Any journey is defined by a starting point and a destination. That is not to say that the journey lacks intrinsic value. It may be that only travel will make us fit to arrive; that the journey brings crucial experiences and insights without which we wouldn’t cope on arrival. That is the case with the exodus. As Israel is about to cross over to the promised land, Moses tells them: ‘the Lord your God has led you these forty years in the wilderness that he might humble you, testing you to know what was in your heart, whether you would keep his commandments, or not.’ It was no accident that the journey from Egypt lasted as long as it did. Israel had lessons to learn. The Lord set about to both ‘humble’ and ‘test’ them: to make them face the truth about themselves while, at the same time, proving their mettle. So often, when what we considered a thoroughfare turns out to be a cul-de-sac, we raise our arms to heaven and cry out, ‘Why, Lord, why?’ We’re indignant and hurt, proceeding, as we are, from the assumption that our journey ought to be uncomplicated, that the Lord, like some tour guide, should make the path straight before us. But the Lord may not see things like that at all. He may not be in a rush to convey us from A to B. His intention may be, now as then, to see what’s in our hearts, to ascertain: when faced with a degree of hardship, will we be faithful, or not? It matters to bear this perspective in mind and, when the going gets tough, at least to ask, ’Lord, what would you teach me in this desert place, what truth would you have me see?’

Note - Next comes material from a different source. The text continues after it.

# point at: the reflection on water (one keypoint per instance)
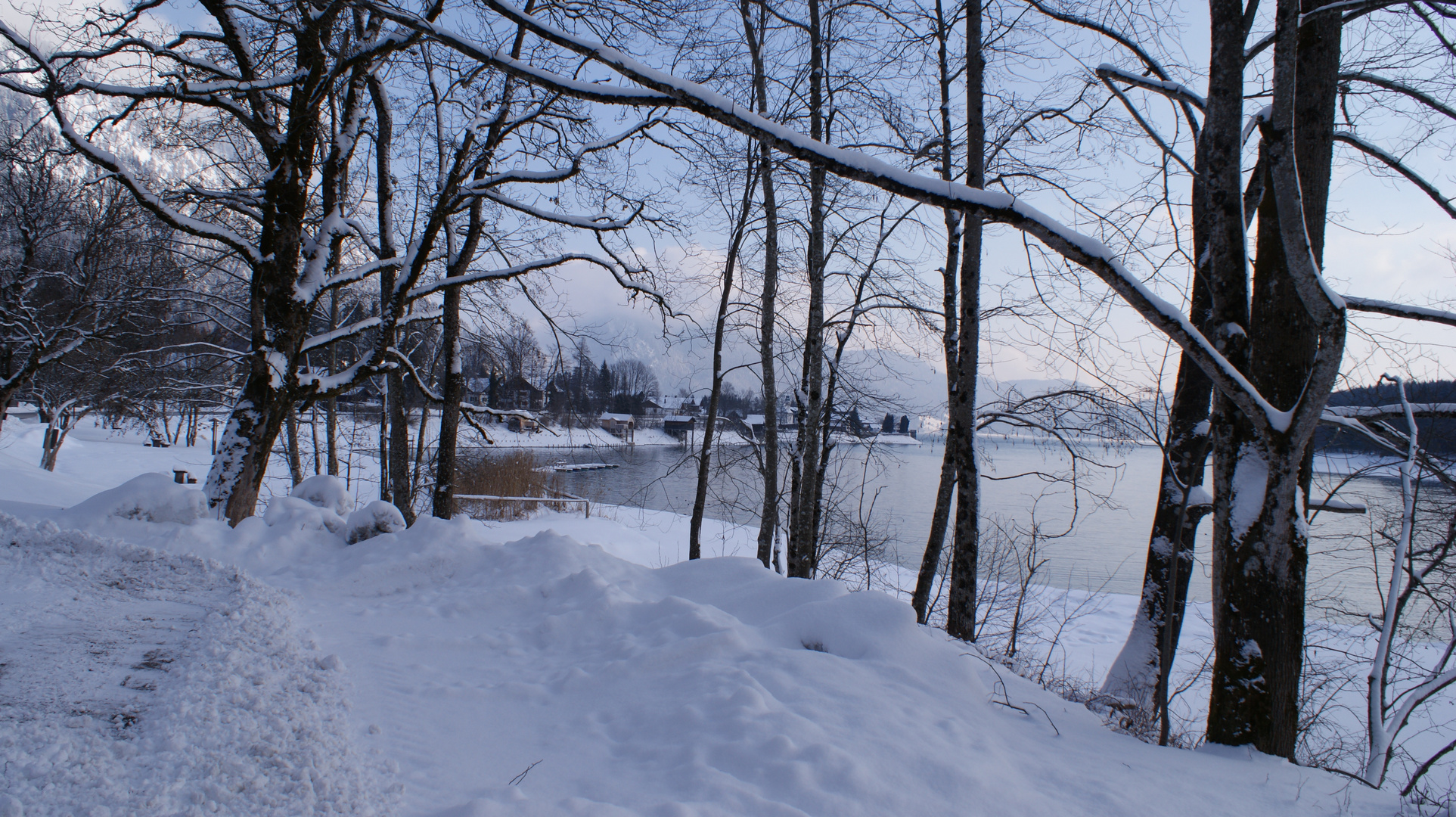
(1108, 530)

This is the austere message put before us on this feast. It’s accompanied, though, by a message of consolation. God does not abandon us pilgrims as we make our way forward laboriously. True, he does not provide creature comforts, but he does walk with us—and makes sure we don’t starve. If he makes us feel hunger, it is so that we will know what true nourishment is like. ‘The Lord fed you’, Moses says, ‘with manna, that he might make you know that man does not live by bread alone.’ The sustenance given by God is both bread and more than bread. It surpasses any other food by nurturing, not only our bodies, but our souls, gifting us with confidence, peace and a strange, quiet joy even when our itinerary, like that of the Israelites, takes us through a ‘great and terrible wilderness, with fiery serpents and scorpions’.

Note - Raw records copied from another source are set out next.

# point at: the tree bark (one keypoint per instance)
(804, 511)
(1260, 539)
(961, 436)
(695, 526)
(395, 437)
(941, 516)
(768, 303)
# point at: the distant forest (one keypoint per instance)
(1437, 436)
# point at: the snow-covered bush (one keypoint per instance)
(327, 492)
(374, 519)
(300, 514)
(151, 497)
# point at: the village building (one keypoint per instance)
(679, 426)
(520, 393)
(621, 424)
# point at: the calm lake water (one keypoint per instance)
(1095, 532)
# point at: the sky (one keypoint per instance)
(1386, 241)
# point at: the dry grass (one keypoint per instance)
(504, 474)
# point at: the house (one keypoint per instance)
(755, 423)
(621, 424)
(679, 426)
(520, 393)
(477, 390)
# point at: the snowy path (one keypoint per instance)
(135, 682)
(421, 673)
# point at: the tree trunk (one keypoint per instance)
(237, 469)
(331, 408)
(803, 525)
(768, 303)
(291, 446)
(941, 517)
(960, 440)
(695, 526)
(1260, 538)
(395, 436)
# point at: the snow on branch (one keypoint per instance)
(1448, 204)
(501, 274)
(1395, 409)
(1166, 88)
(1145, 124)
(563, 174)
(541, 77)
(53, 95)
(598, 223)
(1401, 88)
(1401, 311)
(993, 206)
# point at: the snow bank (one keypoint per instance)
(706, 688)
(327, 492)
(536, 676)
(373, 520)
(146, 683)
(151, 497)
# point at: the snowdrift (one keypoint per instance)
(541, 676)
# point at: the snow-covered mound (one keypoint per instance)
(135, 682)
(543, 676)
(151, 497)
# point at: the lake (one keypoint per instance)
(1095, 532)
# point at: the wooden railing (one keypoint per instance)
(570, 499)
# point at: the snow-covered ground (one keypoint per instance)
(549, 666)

If only we learn to walk in the power of him who is our Saviour and Father, we shall find that the flintiest rock, even that of our hearts, will gush forth with streams of living water, while the manna, which our fathers did not know, instils the hope and courage we need. On Corpus Christi we celebrate the abiding presence of this gracious provision. The offering up of Christ’s flesh for the life of the world is no mere memorial for us; it is present reality. May we never take it for granted! May we hunger for it, and may our hunger spur us on to keep walking. For the Eucharist, too, let’s remember, is food for pilgrims. It is not a snack for sedentary holiday makers; it is manna for those who’ve a distance to cover each day, who strain forward to be worthy, at last, to enter the Father’s house, and to feel at home there, taught by the journey through exile what homecoming means. The Eucharist gives both a pledge and a challenge. One of today’s liturgical texts puts it thus: ‘The bread of life will incorporate us into itself if we are transformed into his likeness through a pure mind, firm faith, and perfect charity.’ That if is our roadmap. In the strength of the bread from heaven, we continue on our journey of transformation with zest, great love, and gratitude.